Our transformation into a loving and truth-seeking person must be in practice. In the same sense, God has both loved me radically and also has given me a passion for truth; God in His essence is both love and truth. God is the truest version of humanity, wholeness, and unity; both passionate love and honest truth recklessly smashed together. Jesus came to show us how to be a healthy human: addressing the real problems within before we address problems outside.

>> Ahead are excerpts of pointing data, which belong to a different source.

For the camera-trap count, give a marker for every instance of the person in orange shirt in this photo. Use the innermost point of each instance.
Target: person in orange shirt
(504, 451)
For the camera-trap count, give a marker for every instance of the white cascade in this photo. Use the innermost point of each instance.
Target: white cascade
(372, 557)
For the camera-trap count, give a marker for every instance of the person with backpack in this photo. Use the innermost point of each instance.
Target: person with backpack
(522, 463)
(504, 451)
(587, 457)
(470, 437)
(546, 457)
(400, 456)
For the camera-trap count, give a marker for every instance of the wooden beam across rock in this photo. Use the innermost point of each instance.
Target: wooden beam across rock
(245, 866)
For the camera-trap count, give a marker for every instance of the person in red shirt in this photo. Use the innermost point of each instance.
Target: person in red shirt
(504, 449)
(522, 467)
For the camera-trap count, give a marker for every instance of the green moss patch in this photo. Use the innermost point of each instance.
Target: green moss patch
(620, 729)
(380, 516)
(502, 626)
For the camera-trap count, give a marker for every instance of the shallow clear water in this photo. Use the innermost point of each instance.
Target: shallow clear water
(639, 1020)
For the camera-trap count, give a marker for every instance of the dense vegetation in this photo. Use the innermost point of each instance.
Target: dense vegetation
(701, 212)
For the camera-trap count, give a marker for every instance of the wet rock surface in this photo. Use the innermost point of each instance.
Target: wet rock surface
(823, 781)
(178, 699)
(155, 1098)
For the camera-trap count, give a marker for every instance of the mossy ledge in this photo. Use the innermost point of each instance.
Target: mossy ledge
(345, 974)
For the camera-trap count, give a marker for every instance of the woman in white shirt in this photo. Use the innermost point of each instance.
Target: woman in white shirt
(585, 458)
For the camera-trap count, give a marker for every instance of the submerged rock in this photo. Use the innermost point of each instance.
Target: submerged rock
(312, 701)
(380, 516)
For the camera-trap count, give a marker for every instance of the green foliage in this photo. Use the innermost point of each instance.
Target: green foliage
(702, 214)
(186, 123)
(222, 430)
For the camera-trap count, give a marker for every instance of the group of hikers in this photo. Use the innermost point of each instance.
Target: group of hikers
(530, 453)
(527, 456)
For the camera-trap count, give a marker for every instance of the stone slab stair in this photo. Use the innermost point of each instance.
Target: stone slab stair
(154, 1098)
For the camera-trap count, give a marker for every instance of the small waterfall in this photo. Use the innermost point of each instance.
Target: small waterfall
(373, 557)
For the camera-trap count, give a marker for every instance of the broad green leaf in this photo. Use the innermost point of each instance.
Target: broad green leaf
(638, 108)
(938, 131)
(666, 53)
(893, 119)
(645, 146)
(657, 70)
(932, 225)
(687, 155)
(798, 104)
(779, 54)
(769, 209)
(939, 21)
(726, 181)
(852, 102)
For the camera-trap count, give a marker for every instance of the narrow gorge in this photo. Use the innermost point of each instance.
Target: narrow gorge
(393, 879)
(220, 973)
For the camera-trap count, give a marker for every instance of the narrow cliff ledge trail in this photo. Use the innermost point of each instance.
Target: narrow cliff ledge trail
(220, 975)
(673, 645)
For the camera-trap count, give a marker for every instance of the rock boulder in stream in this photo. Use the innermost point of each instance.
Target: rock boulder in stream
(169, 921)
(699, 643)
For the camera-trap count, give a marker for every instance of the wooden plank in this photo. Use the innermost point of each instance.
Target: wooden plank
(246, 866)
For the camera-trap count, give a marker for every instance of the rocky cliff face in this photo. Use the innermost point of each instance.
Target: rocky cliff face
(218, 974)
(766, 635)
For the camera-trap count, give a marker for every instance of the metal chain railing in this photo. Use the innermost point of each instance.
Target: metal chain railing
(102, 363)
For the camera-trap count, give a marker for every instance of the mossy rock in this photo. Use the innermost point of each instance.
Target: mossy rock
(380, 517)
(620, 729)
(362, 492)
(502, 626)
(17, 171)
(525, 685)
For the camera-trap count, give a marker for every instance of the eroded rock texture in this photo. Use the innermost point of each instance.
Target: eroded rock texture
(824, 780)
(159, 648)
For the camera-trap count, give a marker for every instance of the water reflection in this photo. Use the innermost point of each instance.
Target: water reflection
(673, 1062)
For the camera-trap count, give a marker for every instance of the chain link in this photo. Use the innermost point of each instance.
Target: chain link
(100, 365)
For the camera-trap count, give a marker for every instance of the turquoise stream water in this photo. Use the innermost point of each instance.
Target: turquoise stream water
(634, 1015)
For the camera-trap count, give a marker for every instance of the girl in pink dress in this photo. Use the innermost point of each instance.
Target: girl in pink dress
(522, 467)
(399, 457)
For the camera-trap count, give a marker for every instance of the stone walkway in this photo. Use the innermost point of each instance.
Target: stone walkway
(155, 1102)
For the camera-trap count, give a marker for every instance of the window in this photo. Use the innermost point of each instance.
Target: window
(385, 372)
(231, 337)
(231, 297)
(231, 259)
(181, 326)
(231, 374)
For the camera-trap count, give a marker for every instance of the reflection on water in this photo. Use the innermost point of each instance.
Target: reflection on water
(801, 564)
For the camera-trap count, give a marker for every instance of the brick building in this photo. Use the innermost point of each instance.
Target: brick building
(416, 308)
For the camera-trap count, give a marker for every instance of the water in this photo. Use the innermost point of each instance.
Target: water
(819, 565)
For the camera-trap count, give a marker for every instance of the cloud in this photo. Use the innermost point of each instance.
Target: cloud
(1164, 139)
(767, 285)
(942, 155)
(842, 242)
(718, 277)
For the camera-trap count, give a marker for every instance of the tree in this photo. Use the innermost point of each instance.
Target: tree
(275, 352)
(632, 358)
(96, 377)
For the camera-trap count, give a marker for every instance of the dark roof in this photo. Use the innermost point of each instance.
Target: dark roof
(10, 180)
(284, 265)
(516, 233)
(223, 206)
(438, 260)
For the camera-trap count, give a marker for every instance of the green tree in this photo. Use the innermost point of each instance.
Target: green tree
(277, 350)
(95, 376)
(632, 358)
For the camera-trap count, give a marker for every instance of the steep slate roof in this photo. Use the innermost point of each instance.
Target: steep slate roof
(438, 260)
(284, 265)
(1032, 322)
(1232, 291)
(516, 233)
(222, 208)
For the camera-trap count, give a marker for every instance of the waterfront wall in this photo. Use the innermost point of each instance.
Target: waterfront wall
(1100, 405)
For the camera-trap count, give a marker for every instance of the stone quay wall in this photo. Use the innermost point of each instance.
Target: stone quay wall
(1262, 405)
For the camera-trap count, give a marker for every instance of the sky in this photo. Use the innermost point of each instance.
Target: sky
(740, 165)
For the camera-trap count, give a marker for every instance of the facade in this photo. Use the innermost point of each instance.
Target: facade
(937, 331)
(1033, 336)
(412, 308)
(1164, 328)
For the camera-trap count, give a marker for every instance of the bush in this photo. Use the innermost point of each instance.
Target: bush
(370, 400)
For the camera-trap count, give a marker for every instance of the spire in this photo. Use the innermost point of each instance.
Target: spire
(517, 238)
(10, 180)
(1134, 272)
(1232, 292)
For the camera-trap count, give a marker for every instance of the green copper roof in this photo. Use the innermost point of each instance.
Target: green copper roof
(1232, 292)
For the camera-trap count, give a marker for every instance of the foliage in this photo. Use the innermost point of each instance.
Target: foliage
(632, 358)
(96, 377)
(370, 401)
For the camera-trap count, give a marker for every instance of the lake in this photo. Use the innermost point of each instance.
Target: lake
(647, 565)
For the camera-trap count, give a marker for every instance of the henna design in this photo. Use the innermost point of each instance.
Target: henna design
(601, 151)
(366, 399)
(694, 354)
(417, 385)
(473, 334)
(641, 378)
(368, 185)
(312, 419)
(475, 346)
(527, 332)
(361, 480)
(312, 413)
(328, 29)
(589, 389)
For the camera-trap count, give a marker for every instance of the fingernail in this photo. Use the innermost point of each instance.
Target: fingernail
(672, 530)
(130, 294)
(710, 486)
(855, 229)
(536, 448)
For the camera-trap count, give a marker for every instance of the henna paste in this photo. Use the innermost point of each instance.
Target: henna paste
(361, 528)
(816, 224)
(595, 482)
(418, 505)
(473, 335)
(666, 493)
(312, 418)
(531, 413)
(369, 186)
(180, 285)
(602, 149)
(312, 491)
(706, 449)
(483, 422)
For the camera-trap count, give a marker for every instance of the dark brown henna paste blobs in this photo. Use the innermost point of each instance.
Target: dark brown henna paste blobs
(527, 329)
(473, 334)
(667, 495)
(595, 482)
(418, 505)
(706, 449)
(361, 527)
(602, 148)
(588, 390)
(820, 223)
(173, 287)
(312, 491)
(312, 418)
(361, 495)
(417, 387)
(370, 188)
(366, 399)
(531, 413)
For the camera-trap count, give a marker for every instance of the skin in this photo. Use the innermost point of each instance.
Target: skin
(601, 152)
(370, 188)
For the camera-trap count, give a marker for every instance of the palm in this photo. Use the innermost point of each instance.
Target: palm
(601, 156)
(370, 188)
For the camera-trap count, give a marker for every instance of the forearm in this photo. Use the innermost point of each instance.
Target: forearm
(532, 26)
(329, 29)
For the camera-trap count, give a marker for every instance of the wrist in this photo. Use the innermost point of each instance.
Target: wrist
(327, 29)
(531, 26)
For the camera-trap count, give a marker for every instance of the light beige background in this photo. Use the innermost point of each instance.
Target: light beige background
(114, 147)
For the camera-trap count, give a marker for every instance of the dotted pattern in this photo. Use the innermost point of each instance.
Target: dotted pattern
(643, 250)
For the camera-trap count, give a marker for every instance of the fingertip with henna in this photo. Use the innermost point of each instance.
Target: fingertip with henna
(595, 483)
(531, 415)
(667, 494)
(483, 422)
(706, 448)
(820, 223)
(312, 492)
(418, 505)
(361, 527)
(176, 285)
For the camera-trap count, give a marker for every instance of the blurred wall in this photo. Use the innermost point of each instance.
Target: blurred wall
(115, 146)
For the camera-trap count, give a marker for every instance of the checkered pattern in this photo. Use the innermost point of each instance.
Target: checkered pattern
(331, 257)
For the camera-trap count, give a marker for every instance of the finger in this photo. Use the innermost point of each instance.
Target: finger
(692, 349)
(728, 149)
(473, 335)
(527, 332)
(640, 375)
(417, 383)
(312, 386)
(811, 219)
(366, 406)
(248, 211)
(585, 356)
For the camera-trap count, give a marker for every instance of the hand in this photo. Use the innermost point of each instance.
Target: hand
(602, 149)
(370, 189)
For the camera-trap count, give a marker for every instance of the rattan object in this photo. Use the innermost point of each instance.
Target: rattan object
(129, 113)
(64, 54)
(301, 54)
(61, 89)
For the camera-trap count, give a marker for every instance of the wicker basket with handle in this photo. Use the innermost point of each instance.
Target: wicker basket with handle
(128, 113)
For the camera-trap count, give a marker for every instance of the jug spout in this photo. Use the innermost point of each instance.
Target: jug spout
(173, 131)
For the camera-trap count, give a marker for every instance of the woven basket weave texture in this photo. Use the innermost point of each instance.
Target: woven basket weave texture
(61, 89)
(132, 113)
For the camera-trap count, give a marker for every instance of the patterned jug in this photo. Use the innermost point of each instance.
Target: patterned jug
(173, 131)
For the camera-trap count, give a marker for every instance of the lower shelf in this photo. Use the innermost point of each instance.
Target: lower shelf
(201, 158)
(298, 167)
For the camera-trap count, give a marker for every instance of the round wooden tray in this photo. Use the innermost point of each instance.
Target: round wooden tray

His kingdom wasn’t a kingdom of re-establishing a power of state or government. His kingdom was a restored world where people treated each other the way they wanted to be treated. He gave us all the same capacities to love and live in wholeness because He has instilled in us from the beginning his Imago Dei: God’s image is buried deep within all of us.

 

It is the responsibility of all people, most importantly those who call themselves the loaded term Christian, to must spend our lifetimes unearthing this truth within us.

If we miss the transformative movement within us that God so lovingly desires, then I believe we completely miss the purpose of it all. “First clean the inside of the cup and dish, and then the outside also will be clean (Matt 23:26).”

And so, my prayer is that you may hear that still, small voice, calling you outward into the world to make real, lasting change for others. But as you go, let that same voice do the work in you that it requires…calling you to unlearn and relearn, deconstruct and reconstruct, and pass through the refining fire that God calls us through.